- A secondary market for promissory notes exists because some investors don't want to wait for the time period on the note to be repaid. The note's owner may then re-sell the note at a discount off what the note is worth when it is satisfied. This allows the note seller to get cash immediately and avoid a possible non-payment because a home was foreclosed on or a business declared bankruptcy.
- Promissory notes can be found for a variety of transactions --- real estate notes, businesses notes, commercial notes or mobile home notes, to name a few. Each of these categories will also have subcategories. A home seller may be willing to do owner financing of a sale, which would then require a promissory note instead of a mortgage. A business may expand using capital from a promissory note instead of a bank loan.
- The terms of the note are set by between the primary buyer and seller. Large factors in the note or the determination of how much money the seller needs and how soon he believes it can be paid back. Such factors as good credit, value of property compared to value of note, desirability of the property and length of time for the note all contributed to setting the payback rate.
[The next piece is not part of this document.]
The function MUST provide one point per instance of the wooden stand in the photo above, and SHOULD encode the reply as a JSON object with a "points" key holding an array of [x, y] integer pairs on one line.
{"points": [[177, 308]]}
- While most transactions with a promissory note are legitimate, some scams are out there. The U.S. Security and Exchange Commission has advice to avoid such scams. Most notes are sold privately to knowledgeable buyers and not to the general public, particular if it is being offered through a cold call sale. Check to see if the investment is registered with the SEC. Beware if you are told that the note is not a security. Notes offered should be registered securities if they are legitimate. Check the seller's license or any guarantee offered with the note by calling your state insurance commissioner.